Pesquisas divulgadas nesta semana indicam a consolidação da candidatura de Pablo Marçal, do PRTB, para as eleições municipais em São Paulo. Com o apoio de Jair Bolsonaro, ele entrou na disputa, e em pouco tempo já está na terceira colocação, ultrapassando Tábata Amaral.
O prefeito Ricardo Nunes, que também conta com o apoio de Bolsonaro, ainda está em segundo lugar com 11 pontos percentuais à frente de Marçal, mas tem muitos motivos para se preocupar.
Bolsonaro colocou mais um cavalo seu na corrida e está apostando nos dois. Ricardo Nunes ainda é o preferido, já que está com a máquina do município na mão, construiu um bom arco de alianças que lhe garantem bastante tempo de TV e, segundo as pesquisas, tem potencial para vencer Boulos no segundo turno.
Mas, diferente de Marçal, o atual prefeito não é um bolsonarista raiz, mas um bolsonarista de ocasião, que sabe que uma candidatura de direita sem o apoio do ex-presidente está fadada ao fracasso.

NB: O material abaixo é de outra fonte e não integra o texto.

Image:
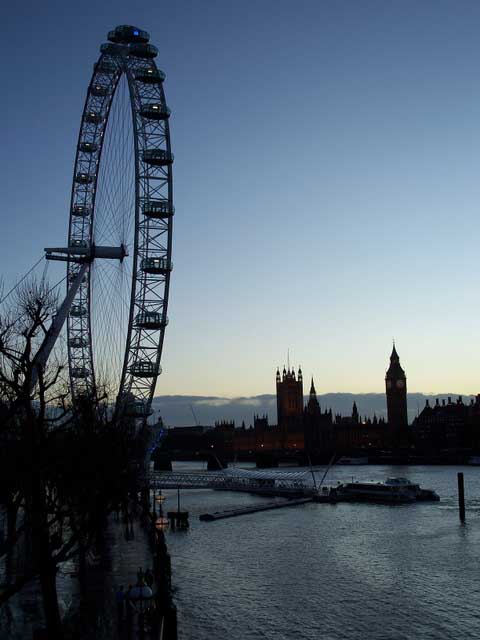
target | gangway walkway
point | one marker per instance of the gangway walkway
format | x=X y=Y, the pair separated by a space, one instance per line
x=267 y=482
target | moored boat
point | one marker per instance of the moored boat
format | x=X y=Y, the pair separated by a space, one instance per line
x=415 y=489
x=392 y=491
x=373 y=492
x=353 y=460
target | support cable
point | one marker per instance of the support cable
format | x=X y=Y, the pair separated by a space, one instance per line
x=21 y=280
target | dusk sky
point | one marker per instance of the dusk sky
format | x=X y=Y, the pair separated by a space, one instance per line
x=326 y=181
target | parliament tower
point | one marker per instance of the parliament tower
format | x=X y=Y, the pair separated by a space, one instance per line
x=396 y=389
x=289 y=402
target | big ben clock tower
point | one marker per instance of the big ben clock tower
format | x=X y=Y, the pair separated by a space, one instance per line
x=396 y=388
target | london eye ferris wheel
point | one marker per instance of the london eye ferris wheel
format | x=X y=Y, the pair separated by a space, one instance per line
x=120 y=227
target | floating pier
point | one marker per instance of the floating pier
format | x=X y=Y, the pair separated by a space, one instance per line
x=232 y=513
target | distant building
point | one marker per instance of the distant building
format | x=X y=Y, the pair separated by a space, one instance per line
x=318 y=426
x=290 y=408
x=448 y=425
x=396 y=390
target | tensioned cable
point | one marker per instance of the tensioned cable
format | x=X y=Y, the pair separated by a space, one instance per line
x=21 y=280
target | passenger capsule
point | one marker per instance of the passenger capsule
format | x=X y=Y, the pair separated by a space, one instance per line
x=157 y=157
x=151 y=320
x=99 y=90
x=93 y=117
x=111 y=49
x=127 y=33
x=80 y=210
x=155 y=111
x=145 y=369
x=79 y=372
x=78 y=311
x=88 y=147
x=150 y=75
x=84 y=178
x=158 y=209
x=78 y=243
x=147 y=51
x=73 y=276
x=156 y=265
x=105 y=67
x=77 y=342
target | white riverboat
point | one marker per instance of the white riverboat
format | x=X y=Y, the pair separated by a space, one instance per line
x=392 y=491
x=353 y=460
x=418 y=492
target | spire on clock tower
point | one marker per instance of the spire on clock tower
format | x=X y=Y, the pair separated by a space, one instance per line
x=396 y=390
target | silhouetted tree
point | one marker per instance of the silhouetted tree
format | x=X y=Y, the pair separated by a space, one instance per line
x=62 y=471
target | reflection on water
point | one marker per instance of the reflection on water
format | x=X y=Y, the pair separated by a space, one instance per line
x=332 y=571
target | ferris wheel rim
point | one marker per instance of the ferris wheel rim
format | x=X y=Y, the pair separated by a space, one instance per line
x=145 y=333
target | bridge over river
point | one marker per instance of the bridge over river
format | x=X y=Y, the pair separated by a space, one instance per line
x=266 y=482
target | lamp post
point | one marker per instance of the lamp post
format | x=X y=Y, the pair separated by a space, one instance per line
x=141 y=598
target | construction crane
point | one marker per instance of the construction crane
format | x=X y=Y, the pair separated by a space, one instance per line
x=197 y=424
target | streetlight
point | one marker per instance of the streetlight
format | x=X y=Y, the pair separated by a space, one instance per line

Nunes tem titubeado em nomear o vice imposto por Bolsonaro, o extremista de direita coronel Mello Araújo. A avaliação é de que o coronel é um nome desconhecido, sem apelo eleitoral, que não agregaria nada à candidatura.
Em 2010, Marçal foi condenado por integrar uma quadrilha que desviava dinheiro de instituições financeiras.
A consolidação de Marçal na disputa é um recado claro de Bolsonaro para Nunes: “aceite todas as minhas condições ou vou apostar todas as minhas fichas no outro cavalo”. Este é o cenário que está desenhado e não há dúvidas de que Nunes aceitará o coronel do capitão na sua chapa.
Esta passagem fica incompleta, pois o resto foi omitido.